By Cliff Rold

He ain’t what he used to be.

He’s still pretty damn good.

At 37, Manny Pacquiao doesn’t throw the same sustained combinations, doesn’t appear to have his finishing touch, and rarely fights three minutes of a round. Matched right, he doesn’t have to. There are some young guys out there that might be ready to push him over the edge into the pastures of old fistic age but in 2016 he was still good enough to beat Timothy Bradley and a game Jessie Vargas.

What he saw on Saturday night might have Terrence Crawford licking his lips.

Could it be more likely that, before a young premiere talent gets a shot, Pacquiao and Floyd Mayweather will be dancing to a bigger money tune?

Let’s go the report card

Grades

Pre-Fight: Speed – Pacquiao A-; Vargas B/Post: Same

Pre-Fight: Power – Pacquiao B+; Vargas B-/Post: Same

Pre-Fight: Defense – Pacquiao B; Vargas B/Post: B+; B-

Pre-Fight: Intangibles – Pacquiao A; Vargas B/Post: A; B

Saturday night gave fans a competitive scrap for about seven rounds. Jessie Vargas showed up with a good plan A. He used his jab, gave Pacquiao fits trying to find the right punching range, and fired in combination whenever Manny finished a combo. His height and reach advantages gave Vargas a lot of scoring opportunities to the body and more to the head than he got credit for on television.

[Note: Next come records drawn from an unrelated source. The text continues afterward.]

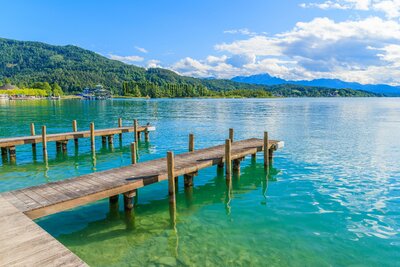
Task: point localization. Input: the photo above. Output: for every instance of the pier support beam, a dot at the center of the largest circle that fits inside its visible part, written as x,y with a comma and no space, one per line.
44,142
231,134
120,126
135,132
110,140
236,165
12,154
128,200
146,135
228,158
171,182
33,134
133,153
191,142
266,151
75,129
188,179
92,139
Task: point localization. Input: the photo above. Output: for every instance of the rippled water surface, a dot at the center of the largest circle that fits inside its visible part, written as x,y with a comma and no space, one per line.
331,199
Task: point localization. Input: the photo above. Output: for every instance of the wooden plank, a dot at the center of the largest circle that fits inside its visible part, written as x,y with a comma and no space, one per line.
24,243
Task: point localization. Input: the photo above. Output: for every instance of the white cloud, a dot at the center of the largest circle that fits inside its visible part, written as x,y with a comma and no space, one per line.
365,50
153,63
126,59
141,49
391,8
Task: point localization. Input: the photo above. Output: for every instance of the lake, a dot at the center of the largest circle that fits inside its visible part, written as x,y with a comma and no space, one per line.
332,197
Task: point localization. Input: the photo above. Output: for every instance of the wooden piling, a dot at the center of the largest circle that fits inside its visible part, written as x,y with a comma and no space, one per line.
12,154
133,153
146,135
44,141
266,150
135,132
191,142
236,165
120,125
75,129
128,200
231,134
33,134
92,139
228,157
171,177
110,140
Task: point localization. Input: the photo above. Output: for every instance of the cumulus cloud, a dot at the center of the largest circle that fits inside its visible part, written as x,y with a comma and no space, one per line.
141,49
391,8
126,59
364,50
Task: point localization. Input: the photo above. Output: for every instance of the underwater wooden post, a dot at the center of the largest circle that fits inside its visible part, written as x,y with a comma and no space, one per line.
75,129
171,176
128,200
231,134
110,140
44,141
146,135
135,130
228,158
92,139
191,142
33,134
266,150
171,187
133,153
120,126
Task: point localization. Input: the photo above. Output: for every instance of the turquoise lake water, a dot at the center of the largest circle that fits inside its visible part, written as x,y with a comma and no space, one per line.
331,199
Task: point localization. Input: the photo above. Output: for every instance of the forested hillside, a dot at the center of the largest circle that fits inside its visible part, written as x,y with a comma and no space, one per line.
25,63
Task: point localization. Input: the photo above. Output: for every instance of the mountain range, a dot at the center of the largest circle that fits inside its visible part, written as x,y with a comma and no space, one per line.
267,79
25,63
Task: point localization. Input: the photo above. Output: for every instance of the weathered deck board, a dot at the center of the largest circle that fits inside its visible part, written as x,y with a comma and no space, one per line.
42,200
22,140
24,243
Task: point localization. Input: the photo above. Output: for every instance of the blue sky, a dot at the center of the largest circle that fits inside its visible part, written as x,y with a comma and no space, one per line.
354,40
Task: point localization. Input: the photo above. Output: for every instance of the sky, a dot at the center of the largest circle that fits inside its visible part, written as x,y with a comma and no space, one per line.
351,40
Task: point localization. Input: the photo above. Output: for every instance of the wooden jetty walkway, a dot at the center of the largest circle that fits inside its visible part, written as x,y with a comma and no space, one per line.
8,145
50,198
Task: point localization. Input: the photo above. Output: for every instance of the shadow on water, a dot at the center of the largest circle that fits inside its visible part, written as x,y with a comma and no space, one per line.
150,221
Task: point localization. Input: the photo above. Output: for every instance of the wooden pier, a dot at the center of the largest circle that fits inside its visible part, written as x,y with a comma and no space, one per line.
38,201
8,145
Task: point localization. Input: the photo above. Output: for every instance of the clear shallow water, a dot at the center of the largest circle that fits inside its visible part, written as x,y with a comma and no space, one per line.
332,198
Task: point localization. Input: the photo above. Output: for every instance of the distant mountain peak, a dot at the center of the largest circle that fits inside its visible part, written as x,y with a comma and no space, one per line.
267,79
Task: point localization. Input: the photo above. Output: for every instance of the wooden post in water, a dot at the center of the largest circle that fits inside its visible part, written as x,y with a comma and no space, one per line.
92,139
12,154
128,197
44,142
75,129
231,134
266,150
228,158
146,135
33,134
133,153
191,142
135,124
171,187
110,140
120,126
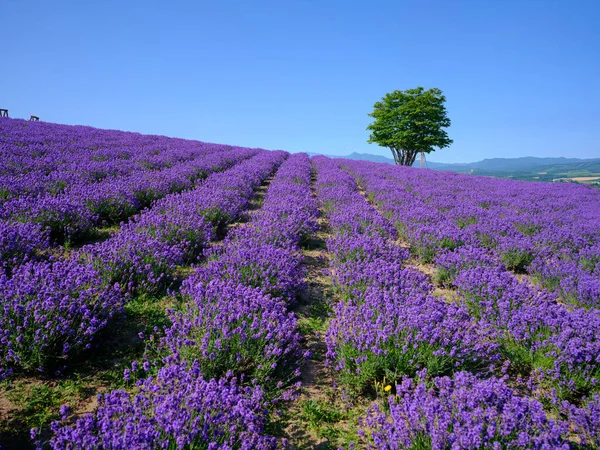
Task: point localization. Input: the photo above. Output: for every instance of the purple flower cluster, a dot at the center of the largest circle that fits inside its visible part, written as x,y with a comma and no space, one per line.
51,310
145,253
550,231
477,239
234,311
387,323
462,412
21,242
177,409
227,326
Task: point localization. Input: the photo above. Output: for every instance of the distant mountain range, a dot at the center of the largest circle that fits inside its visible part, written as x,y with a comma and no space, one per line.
527,168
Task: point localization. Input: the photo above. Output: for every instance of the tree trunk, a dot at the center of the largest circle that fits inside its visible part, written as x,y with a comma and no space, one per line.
404,157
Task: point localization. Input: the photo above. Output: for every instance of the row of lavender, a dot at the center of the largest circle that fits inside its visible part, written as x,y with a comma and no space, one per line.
539,336
448,365
31,222
52,310
231,327
30,225
549,231
37,158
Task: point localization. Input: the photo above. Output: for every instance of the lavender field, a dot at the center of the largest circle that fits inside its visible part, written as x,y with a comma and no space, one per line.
164,293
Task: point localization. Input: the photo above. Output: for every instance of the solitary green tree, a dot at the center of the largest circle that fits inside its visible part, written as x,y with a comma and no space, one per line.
410,122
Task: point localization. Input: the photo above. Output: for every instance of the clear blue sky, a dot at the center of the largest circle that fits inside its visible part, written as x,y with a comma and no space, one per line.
521,77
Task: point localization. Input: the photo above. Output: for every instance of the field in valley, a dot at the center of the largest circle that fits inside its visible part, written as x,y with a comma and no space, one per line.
164,293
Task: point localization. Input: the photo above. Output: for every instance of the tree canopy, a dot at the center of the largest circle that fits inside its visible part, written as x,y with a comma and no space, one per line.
409,122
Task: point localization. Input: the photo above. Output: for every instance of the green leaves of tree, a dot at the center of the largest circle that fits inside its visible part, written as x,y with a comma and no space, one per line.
410,122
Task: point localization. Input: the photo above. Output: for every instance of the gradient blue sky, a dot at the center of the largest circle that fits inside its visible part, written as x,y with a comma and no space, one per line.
522,78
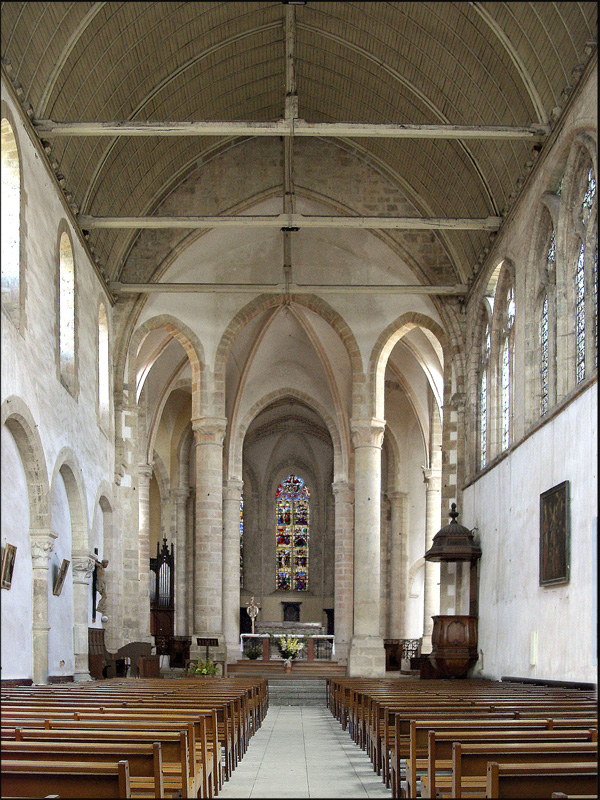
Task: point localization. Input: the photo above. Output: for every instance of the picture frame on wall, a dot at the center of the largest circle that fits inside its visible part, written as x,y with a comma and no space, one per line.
60,578
8,565
555,535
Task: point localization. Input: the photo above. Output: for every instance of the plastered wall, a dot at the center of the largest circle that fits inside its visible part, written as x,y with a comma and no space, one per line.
504,505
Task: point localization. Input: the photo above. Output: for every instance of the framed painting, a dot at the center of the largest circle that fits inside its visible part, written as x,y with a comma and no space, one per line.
8,565
554,535
60,578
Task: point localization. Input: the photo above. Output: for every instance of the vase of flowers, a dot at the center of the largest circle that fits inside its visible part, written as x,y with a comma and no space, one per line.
290,647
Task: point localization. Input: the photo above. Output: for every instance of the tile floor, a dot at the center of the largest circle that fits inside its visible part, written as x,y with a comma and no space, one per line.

Facing even an aged version of one of the great fighters of all time, starting with a solid plan A is a start. What happens when plan A gets figured out?

For Vargas, a good fighter but hardly one who will go down as a memorable welterweight titlist/contender, plan A was the best he had.

Pacquiao, whose ring IQ and boxing skill has often been underrated, adjusted in the second half. He started picking off the shots that landed early on his arms and gloves. He found the range and timing for his left hand.

By the end, Vargas was bleeding and bruised. He survived a flash knockdown and extended Pacquiao’s streak of fights without a knockout win to every year since 2009. He’s not getting any younger and that may last until he’s done.

But we should enjoy this while it lasts. He just added another alphabet title eighteen years after his first. It’s an absurd level of career accomplishment. Some haven’t gotten past the Mayweather fight and that’s fine but Mayweather was just better.

He probably would be again.

Will we see it again?

Mayweather is suddenly saying in public that he hasn’t shut the door on a return. He was in the audience Saturday. Their first fight split almost half a billion dollars.

That’s billion…with a B.

They won’t do that again but they can’t fight anyone else who makes them as much as each other.

In the absence of that, Pacquiao-Crawford would be the preferred fight from here. Pacquiao probably can’t beat Crawford at this point. It would have been a tough night in his prime. It would be the best thing for boxing. If Crawford won, Pacquiao would pass his torch in the way that Oscar did to he and Floyd.

It wouldn’t be a happy ending but it would be a boxing ending.

For now, just enjoy seeing Pacquiao still find ways to beat much younger men and entertain along the way. You’ll miss him when he’s gone.